And that mindset is hostile to at least some forms of "populism"--I don't especially want people voting directly on what the IMF quota should be, just as I don't especially want people voting on whether the state of California should run full-immersion or parallel-track bilingual education classes, or on how many civil rights immigrants have. . . . >
You're equating direct democracy with populism, but the connection is not necessary. The localist or participatory sort of populism is an artifact of the New Left, one of the more harmless ones all things considered.
The populists of the 1890's had a participatory type of cooperative enterprise, but to the best of my knowledge this did not carry over to their views of government operations except in the broad sense of a cooperative commonwealth (e.g., public ownership). You can go for this sort of thing without diminishing the input of experts.
< . . .
I want to elect some people who have my social-democratic and liberal
preferences, and then let them choose and listen to experts who know
something about the IMF quota, or bilingual education, or the rule of law.
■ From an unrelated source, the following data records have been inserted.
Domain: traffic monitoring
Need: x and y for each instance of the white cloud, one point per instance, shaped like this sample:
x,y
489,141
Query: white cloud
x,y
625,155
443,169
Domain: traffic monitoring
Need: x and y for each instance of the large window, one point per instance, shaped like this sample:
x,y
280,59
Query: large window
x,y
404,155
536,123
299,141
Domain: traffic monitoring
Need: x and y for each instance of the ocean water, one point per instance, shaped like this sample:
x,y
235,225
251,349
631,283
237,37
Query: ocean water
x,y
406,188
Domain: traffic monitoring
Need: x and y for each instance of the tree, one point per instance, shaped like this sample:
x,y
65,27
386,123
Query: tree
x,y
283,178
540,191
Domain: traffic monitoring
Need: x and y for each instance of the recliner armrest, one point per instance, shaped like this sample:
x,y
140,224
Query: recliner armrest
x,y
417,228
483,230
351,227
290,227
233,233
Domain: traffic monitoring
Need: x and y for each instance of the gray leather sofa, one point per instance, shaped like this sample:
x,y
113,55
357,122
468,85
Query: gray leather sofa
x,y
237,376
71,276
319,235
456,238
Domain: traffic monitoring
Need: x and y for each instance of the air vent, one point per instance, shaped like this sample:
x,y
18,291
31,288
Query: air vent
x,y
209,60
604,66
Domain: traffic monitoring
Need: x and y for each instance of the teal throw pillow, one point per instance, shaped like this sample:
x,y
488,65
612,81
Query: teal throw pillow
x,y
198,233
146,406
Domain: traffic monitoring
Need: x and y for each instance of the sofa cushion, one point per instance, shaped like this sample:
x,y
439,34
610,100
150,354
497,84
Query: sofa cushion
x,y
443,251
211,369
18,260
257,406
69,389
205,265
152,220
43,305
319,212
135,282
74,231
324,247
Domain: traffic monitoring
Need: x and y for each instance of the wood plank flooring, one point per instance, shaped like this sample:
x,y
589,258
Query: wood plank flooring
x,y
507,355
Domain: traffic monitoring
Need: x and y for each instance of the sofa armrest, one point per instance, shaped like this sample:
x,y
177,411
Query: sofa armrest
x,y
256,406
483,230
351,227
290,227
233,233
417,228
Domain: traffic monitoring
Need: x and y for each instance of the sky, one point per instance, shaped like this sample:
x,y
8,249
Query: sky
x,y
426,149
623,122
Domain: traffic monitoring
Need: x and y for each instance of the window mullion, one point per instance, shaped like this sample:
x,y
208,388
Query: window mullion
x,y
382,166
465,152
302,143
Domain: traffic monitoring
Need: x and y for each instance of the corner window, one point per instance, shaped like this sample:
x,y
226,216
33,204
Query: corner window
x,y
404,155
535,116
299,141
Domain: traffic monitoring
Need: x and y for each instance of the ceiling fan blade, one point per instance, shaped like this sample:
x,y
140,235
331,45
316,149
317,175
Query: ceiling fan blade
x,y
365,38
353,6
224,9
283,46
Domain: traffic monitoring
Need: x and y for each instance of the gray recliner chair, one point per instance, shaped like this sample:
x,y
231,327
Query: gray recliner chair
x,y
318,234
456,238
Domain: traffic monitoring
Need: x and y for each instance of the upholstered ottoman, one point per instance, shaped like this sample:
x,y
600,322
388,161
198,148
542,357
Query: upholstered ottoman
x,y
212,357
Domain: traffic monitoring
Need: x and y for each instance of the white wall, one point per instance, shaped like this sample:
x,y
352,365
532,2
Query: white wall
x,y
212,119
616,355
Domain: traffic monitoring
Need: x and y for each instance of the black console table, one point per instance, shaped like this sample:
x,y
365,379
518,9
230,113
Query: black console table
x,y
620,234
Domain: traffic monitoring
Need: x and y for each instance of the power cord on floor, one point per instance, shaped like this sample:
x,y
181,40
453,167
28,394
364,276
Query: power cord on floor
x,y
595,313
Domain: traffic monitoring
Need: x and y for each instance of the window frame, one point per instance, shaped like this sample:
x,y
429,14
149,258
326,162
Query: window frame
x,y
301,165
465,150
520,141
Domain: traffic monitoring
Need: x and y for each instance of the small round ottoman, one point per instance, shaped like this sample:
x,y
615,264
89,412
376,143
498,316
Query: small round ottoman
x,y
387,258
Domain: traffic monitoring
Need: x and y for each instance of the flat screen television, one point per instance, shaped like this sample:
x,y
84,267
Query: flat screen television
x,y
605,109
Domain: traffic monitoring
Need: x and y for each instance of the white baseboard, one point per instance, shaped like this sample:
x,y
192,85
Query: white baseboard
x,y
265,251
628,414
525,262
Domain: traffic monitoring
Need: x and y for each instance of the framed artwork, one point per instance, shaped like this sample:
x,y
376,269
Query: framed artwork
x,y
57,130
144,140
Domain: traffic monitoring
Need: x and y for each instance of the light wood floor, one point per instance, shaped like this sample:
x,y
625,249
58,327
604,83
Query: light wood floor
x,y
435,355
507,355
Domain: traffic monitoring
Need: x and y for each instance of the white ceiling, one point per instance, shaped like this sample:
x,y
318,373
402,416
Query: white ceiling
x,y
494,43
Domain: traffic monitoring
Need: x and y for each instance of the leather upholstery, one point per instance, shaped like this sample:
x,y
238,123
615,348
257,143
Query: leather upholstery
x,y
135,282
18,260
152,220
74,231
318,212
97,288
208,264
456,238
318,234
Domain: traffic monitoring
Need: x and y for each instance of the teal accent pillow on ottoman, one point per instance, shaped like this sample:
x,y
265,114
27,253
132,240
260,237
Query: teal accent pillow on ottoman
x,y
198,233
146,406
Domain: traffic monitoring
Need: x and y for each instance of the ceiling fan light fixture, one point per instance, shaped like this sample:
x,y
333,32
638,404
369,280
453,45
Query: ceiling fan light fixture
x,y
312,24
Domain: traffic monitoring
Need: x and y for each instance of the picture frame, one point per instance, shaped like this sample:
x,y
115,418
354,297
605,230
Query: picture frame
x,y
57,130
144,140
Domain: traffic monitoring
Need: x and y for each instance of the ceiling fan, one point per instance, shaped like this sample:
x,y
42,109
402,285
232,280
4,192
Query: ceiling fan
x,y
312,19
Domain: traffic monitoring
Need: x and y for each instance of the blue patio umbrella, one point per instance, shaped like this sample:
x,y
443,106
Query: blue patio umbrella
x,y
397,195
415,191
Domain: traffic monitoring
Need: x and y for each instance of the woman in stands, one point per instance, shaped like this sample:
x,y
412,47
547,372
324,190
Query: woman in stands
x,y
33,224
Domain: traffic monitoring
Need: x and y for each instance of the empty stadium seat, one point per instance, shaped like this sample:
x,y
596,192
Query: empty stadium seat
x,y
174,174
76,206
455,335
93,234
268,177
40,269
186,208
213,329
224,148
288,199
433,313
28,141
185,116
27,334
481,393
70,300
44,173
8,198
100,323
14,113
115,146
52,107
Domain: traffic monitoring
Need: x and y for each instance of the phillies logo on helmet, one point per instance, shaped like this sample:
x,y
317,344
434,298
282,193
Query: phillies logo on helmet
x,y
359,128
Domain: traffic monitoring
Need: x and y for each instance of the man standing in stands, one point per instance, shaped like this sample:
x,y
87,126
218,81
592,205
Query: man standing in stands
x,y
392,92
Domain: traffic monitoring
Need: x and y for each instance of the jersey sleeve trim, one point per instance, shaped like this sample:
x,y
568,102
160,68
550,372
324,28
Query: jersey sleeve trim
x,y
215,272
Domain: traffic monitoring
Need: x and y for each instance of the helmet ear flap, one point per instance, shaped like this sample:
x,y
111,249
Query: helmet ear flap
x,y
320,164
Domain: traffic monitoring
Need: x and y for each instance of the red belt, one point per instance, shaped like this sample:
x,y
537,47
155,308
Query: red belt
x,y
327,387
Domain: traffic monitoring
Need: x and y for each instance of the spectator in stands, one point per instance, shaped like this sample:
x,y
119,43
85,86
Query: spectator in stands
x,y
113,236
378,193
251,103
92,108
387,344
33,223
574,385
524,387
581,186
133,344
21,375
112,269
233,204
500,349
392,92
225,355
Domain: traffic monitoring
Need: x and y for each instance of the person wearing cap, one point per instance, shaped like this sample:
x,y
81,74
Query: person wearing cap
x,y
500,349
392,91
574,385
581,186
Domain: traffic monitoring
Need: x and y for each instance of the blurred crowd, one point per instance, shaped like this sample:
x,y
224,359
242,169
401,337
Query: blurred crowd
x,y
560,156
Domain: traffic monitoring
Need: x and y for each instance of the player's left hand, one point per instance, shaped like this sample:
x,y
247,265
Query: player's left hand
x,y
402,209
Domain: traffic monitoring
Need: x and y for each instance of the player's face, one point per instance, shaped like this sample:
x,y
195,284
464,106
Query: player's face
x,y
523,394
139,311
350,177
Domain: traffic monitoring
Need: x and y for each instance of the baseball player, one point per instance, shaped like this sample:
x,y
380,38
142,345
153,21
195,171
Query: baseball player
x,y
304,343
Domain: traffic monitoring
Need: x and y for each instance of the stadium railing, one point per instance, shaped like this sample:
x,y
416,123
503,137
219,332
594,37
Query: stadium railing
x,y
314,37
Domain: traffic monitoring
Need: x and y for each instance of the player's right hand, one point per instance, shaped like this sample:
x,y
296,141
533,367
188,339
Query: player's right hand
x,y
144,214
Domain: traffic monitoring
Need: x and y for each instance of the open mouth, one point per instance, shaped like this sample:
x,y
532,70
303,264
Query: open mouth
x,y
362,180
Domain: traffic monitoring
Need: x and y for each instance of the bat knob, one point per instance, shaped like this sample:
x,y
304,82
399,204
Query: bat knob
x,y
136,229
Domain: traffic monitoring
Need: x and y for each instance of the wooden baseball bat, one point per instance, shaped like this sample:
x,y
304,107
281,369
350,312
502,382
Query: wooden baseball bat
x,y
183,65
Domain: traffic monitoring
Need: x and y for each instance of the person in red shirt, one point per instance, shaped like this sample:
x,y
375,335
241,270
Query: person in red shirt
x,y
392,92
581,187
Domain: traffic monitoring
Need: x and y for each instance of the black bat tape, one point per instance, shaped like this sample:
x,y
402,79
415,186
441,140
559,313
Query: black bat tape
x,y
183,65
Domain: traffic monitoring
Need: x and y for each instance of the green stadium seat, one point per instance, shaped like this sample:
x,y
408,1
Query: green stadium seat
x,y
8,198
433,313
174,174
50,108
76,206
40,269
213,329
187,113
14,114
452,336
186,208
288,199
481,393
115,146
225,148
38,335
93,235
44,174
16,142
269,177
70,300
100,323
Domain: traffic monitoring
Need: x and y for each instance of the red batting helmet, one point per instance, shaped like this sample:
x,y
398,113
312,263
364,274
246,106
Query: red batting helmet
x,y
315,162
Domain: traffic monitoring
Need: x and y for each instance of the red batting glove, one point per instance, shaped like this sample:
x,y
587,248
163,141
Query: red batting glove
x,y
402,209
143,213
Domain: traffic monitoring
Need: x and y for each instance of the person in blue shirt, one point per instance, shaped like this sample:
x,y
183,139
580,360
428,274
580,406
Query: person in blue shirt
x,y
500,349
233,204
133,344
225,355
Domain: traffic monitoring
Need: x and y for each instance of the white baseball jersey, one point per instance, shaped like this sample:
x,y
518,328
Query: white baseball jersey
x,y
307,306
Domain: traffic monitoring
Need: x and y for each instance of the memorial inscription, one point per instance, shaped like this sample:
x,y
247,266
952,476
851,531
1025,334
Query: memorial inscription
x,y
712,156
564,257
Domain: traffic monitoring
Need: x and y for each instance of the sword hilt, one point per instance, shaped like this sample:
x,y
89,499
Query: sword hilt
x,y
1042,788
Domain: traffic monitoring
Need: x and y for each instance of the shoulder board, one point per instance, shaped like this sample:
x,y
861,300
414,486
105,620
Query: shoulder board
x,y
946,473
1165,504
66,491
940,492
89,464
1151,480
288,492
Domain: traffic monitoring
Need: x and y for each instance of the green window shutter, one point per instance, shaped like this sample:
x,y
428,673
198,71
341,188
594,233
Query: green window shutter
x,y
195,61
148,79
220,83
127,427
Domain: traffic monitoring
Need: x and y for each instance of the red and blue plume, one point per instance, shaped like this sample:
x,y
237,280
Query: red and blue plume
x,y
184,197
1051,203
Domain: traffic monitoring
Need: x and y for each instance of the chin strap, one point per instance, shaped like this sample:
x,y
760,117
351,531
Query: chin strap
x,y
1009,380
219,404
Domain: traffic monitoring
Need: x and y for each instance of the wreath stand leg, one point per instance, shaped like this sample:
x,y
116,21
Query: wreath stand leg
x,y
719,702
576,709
>But there is a kind of populism that doesn't rely on charismatic leaders to
rally the people against sinister enemies who have stolen the dream, isn't
there? Isn't there?>
Charisma obviously helps in politics, but it need not displace mass awareness. In The Populist Persuasion Mike Kazin does find a pattern of rallying the deprived many against the privileged, self-aggrandizing few, but this is not incongenial to liberal or social-democratic thinking. After all, FDR had the "economic royalists." It may also be necessary simply as a minimal defense strategy. Think of how Dukakis' above-the-fray attitude helped to sink him against Bush's mudballs. You can't rely solely on the force of ideas when your opponent is saying you are a sonovabitch. Such terms of debate are implicitly stacked against you, since you fail to contradict the opposition's premise that you have no right to speak in the first place.
Another pattern Kazin finds is the harkening back to some kind of lost Arcadia. A time and place when things were set right, before the bad guys messed it up. This could clearly reflect a misplaced nostalgia for what never was, or it could be taken as a healthy identification with, as Richard Nixon said, what is right with America. I'm sure you would agree that there is plenty in our history to fortify such a view, which could be taken as a politically-crucial confidence in the ultimate rightness of the cause.